The House's Secret Service bill would still need to pass the Senate. The bill was introduced by a bipartisan group of House members from New York and New Jersey, spearheaded by Republican Rep. Mike Lawler and Democratic Rep. Ritchie Torres. They introduced the legislation after the first Trump assassination attempt at a rally in Butler, Pennsylvania, that wounded Trump and killed one attendee.
"Elections are determined at the ballot box, not by an assassin's bullet," Lawler said on the House floor Friday morning. "That these incidents were allowed to occur is a stain on our country. We have endured through a assassinations of political leaders including presidents. It is destructive to our country, it is destructive to our democracy, our constitutional republic, and it undermines the confidence that Americans have in their government and in the electoral process."
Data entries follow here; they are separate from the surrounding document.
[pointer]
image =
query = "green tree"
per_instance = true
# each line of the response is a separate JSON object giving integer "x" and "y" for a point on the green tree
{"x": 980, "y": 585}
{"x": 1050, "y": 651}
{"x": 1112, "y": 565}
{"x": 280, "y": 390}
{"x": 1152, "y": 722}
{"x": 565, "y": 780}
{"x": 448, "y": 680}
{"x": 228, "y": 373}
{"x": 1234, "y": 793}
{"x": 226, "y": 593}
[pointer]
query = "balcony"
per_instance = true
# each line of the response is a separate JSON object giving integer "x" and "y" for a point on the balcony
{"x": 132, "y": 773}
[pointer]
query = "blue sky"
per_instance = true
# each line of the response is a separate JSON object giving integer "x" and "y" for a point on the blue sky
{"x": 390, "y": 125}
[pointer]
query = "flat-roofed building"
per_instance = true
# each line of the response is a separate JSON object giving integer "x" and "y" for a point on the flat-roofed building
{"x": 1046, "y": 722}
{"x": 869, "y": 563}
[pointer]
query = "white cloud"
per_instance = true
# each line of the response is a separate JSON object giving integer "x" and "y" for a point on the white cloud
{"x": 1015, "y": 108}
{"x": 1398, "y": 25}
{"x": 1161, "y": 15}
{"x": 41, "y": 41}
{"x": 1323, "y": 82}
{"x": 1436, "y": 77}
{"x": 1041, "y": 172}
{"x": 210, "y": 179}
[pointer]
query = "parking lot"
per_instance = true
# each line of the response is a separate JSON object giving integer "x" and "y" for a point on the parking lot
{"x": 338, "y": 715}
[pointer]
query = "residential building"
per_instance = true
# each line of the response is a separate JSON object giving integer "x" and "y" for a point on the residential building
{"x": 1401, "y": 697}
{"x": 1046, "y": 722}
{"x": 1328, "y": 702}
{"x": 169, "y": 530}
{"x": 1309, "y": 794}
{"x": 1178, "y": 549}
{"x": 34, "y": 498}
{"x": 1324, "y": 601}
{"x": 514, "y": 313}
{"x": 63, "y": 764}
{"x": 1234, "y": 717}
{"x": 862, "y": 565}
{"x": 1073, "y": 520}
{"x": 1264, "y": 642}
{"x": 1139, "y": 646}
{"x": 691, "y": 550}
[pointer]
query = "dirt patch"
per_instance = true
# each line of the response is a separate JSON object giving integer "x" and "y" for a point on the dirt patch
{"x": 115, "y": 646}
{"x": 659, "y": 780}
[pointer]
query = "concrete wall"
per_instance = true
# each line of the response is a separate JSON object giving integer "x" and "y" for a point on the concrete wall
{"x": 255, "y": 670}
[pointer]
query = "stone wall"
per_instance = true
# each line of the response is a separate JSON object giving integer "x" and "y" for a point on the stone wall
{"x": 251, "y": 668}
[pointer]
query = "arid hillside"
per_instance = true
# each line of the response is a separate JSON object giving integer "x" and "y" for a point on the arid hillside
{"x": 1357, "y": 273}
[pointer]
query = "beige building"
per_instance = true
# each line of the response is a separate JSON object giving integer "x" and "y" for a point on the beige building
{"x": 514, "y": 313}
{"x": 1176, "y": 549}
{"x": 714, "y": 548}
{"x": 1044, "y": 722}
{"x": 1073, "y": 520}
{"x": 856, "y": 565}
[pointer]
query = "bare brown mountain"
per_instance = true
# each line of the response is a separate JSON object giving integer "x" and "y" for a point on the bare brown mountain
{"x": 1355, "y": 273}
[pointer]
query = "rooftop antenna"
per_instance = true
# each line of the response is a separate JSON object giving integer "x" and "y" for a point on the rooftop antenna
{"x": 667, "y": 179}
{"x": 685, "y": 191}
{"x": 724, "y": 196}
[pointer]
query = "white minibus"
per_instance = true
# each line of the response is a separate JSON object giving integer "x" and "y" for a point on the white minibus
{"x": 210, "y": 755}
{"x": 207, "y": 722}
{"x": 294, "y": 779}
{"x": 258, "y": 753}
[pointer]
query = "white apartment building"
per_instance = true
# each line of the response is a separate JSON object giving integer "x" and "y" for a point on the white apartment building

In a briefing with reporters about the July 13 attack later Friday, Acting Secret Service Director Ronald Rowe said Trump has had the same security as a sitting president since the Pennsylvania attack.
"We've been doing that since July 13," Rowe said. "What I can tell you is that when I say the highest levels of Secret Service protection, the former president is getting tactical assets, he's getting everything that the current president has with respect to Secret Service assets."
Before the House vote, Torres said the difference between an attempted assassination and a completed one on July 13 was "luck," not the Secret Service.
"Hoping for the best or lucking out is not a policy prescription for protecting a president or presidential candidate," Torres said.
Democratic Rep. Jerry Nadler of New York said Republicans are ignoring a simple common denominator of every successful assassination attempt of a U.S. president, as well as multiple attempted assassinations.
"In every single one of these events, the weapon used was a gun," Nadler said on the House floor. "The fact is that the work of the Secret Service is made infinitely more difficult by our lax gun laws."
Republican Rep. Jim Jordan of Ohio claimed Nadler and Democrats are blaming Trump for what happened.
"They cannot help themselves. It's ridiculous," Jordan said.
Jordan said the legislation will help both Trump and Vice President Kamala Harris.
"That's what we want in America," Jordan said.